From a colleague in corpus linguistics
---------- Forwarded message ---------- From: Catherine Smith casmith@morris.umn.edu Date: Mon, Jan 2, 2012 at 2:27 PM Subject: Re: [dm-l] Automatically scan two text corpora for quotations To: Stephen Martin scmartin@morris.umn.edu
Yes, off the top of my head, I can think of three options:
1. Monoconc (http://www.athel.com/mono.html) by Michael Barlow ( http://www.michaelbarlow.com/) should be able to handle this kind of task. 2. Any scholar can easily learn how to program using Stefan Gries's ( http://www.linguistics.ucsb.edu/faculty/stgries/) open-access programming language entitled "R" ( http://zoonek2.free.fr/UNIX/48_R/02.html) on which Gries has written the book entitled _Quantitative Corpus Linguistics with R_.( http://books.google.com/books/about/Quantitative_corpus_linguistics_with_R.h...). Of course, other languages work well, too (e.g., Pascal, Perl). 3. Ask an NAU (Northern Arizona U) corpus linguist to write a program for you (e.g., I might be able to do it, but there would be a delay since another scholar is using me at the moment; the scholar could contact Doug Biber, http://jan.ucc.nau.edu/biber/, or I could do so on his or her behalf, and ask if anyone has a program already or can write one).
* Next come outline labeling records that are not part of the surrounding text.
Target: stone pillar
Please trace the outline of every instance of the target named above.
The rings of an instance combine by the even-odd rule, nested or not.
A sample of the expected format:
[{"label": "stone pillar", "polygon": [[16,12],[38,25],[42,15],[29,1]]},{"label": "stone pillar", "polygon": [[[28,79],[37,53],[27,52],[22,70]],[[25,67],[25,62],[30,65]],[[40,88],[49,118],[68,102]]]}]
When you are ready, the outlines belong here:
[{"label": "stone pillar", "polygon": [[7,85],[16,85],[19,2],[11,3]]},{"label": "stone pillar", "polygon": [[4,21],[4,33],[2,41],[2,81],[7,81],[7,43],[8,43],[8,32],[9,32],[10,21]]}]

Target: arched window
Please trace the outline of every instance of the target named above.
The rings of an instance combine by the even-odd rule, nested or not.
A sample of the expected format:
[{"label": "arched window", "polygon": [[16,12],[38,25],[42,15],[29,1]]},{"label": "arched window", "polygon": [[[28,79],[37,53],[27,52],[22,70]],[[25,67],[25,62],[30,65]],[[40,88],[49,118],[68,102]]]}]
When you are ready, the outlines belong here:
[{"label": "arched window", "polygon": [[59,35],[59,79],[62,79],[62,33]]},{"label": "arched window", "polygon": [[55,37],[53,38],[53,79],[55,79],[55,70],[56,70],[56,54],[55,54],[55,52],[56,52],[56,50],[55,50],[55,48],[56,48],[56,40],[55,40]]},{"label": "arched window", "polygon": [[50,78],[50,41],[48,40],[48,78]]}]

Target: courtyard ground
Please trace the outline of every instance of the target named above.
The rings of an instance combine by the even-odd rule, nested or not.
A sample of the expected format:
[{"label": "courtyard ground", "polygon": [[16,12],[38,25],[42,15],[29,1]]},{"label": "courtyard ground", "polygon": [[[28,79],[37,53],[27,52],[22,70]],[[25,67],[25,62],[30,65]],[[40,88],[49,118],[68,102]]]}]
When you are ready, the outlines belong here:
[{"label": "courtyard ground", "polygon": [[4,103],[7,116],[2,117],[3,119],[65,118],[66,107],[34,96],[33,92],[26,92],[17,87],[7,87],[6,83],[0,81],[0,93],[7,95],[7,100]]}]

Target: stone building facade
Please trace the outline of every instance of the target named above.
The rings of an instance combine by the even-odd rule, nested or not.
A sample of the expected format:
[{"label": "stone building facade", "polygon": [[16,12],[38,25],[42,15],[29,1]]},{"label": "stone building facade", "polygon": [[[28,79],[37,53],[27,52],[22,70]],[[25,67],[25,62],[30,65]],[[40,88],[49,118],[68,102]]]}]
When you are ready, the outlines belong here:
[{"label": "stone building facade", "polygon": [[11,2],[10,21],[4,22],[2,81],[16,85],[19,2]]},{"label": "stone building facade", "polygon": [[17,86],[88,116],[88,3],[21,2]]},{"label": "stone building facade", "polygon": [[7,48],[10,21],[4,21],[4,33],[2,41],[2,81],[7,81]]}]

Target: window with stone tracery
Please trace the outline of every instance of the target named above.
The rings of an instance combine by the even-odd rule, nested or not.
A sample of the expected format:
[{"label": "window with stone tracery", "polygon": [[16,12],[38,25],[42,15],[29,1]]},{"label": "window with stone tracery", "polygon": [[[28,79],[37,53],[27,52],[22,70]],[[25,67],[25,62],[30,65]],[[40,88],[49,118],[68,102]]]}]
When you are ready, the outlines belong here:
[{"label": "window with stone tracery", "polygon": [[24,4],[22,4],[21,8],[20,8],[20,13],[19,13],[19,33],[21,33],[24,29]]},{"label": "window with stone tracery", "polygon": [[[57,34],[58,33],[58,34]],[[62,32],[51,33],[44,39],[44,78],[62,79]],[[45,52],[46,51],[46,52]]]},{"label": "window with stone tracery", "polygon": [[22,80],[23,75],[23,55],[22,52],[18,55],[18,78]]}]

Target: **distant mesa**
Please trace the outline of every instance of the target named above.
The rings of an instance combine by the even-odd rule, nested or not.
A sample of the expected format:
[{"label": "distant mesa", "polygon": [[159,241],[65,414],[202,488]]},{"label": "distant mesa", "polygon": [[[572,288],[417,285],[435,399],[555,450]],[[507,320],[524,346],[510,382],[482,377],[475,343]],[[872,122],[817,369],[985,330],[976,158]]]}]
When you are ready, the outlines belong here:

Of course, students or graduates of other computational linguistics programs may be happy to offer assistance, too.
It should be noted that the above approaches would probably rely on the use of either morphemic roots or "wild card" symbols; this would allow the analyst to search for strings of characters and variations in these strings. If this approach were inadequate, then there might be a delay if a part-of-speech (POS) tagger needed to be located; there would be a substantial delay if a POS tagger needed to be written.
In addition, if the digital versions of the texts have been left intact, then it is likely that they contain variations in spelling. So, the first step would be to produce a copy of the corpus in which spelling variations were located and replaced with consistent spelling. This could be done using a "search-and-replace" function to capture as many occurrences as possible.
Furthermore, it should be understood that these approaches may yield a percentage of observations (e.g., 85%) that could then be used for further analysis. Depending on the extent of linguistic variation in the original corpus, it may or may not be possible to extract 100% of the occurrences.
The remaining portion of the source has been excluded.